Take braking, as you suggest. How much leeway should there be? 1 meter? 2 meters? 5 meters? 10 meters? What if I hit my brakes to avoid an accident, and in doing so cause another accident? Am I dirty? Because that happens quite often.
What you are suggesting is an AI that is trained on the many, many, laps of the broad audience to determine what behavior is out of line, and what is not. Not easy (yet) and not cheap.
We have seen countless videos on this forum and debate who is in the wrong, and you think it's easy for an algorithm? There is more than can be done to apportion blame properly, but the current level of penalties is the most livable we've had in a while.
Let's make a difference between rekless driving and mistakes made in good fait.
If I try to avoid an accident causing by consequence an other one, I nevertheless caused a collision and I should own it taking responsability and accept the penalty. Still, that is an accident by definition and I know I wasn't intentionally trying to "hurt" anybody when losing control of the car.
An other story is when I brake 30 or even 50 m beyond the ideal braking point of the fastest lap so far during my race (Tokyo first corner fi). Let's say that I'm still in "good fait". I should try everything (i mean at least all is in my possibility) to avoid to hit the guy in front of me... rather than target his back to send him spinning around, allowing me to (diabolically) make the turn. The poor guy may lose up to 15-20 sec while I'm going away with just 4 or 5 sec. This kinda psico driving is easily detectable, let's say.
The delta in braking point depends on the approach speed, the higher the speed the higher the delta (regardless the differences in driver's skill). With the amount of data that Polyphony has on quali-laps from different skilled players, races (dayly or official contests) from all DR an DS categories, I don't see the "science fiction" of an algorithm monitoring and policing 12 to 16 objects (players) in a rather confined space. Especially when those aren't always altogether engaged like at the start (in fps games the algorithm takes care of 128-150 players)
That said, my approach may be lil too sim-racing than fun-racing, I know.
II don't know neither how it was when the game was released, nor the improvements throughout the different patches. I started just 3 month ago, visiting gtsport from ar 3 weeks.
I've already noticed the transparency trick in messy situation, wich is a huge pro compared to the old good times (early 2000). I'm sure, since I got finally g923 today, I'll find my place in rather clean lobbies than messy ones.
The thing is the game can't tell what you are thinking?
How does the game decide if you were making a move or the other person was?

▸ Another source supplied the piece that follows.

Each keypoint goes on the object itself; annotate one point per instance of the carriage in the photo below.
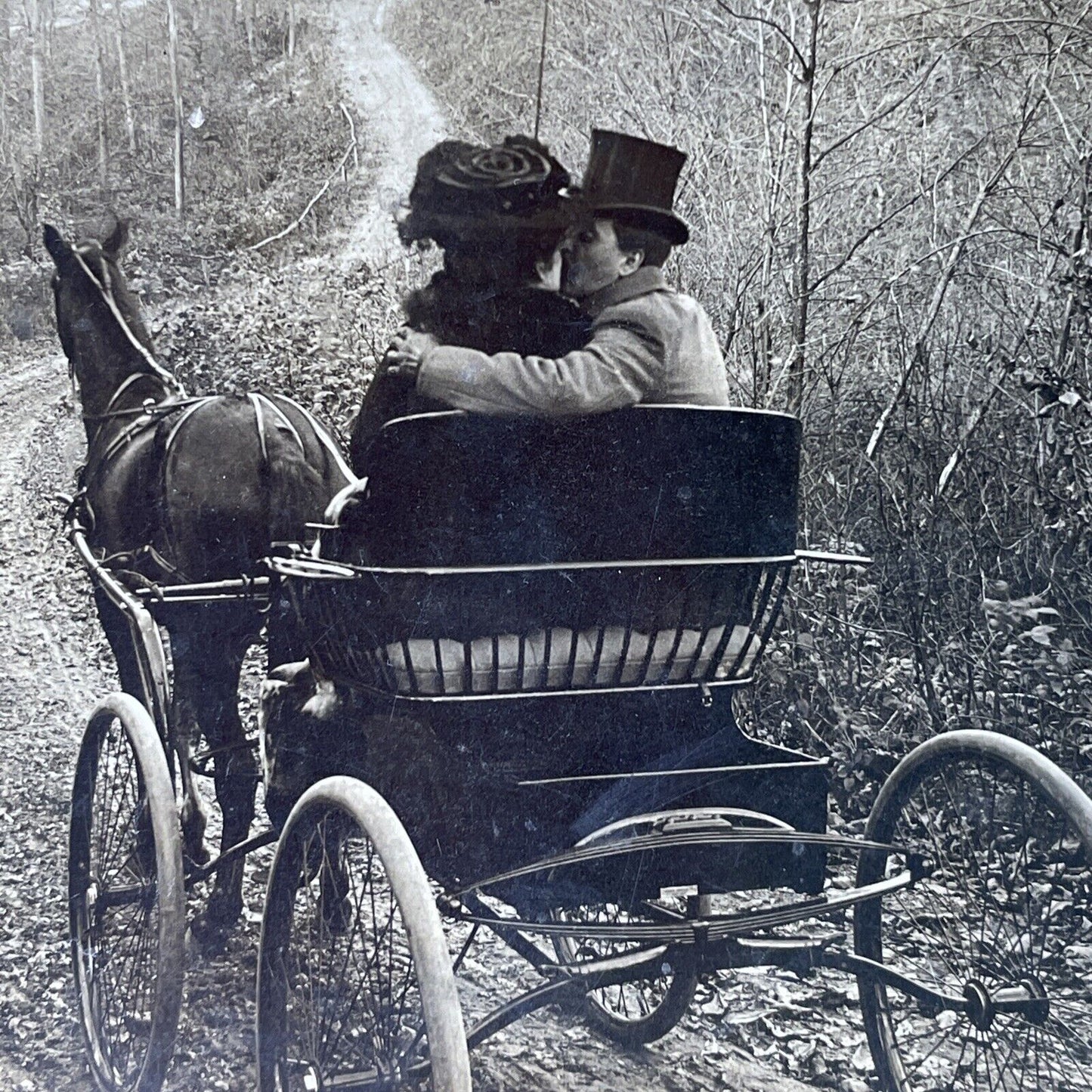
(535, 628)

Or someone was defending too hard etc
Then you have the net code and frame rate issues where cars positions alter slightly when there is a spike in Jitter so one car may not visually be as close as it is in reality?
I mean I agree the penalty system feels pretty archaic now and even done a couple of videos of those crazy penalties you get when other people crash and they rejoin in bad ways, or where the pack comes to a standstill unexpectedly and you tap the back of a car after the crashes and still get a penalty.

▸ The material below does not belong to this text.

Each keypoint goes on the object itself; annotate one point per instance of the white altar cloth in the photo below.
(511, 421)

I could go on and on about this.
The optimum solution but still error prone would be to use Sophys AI to steward the incidents and run it against its fair play Model to see what it would have done etc
For those situations that can be described as outliers (fi MV and LH at Copse in '21 and many others) there's not so much to do. I understand that the policy could be conservative, thus the penalty threshold should be larger.
I'm more focused on those deemed as reckless driving, like hitting whatever moves around you. I've seen many (imho already too many) in only 3 weeks. It seems to me that, regardless the missions room where overtaking without touch is mandatory, people tends to overtake like they're racing with bots. Isn't it? I know that when I'll rank up I'll see less messy races, but for now it is sometimes quite frustrating.
The trick is to find a good online racing club that hosts lobbies at times that work for you. There are quite a few out there worth joining.
I like the idea, thanks. I'll try that for sure in future.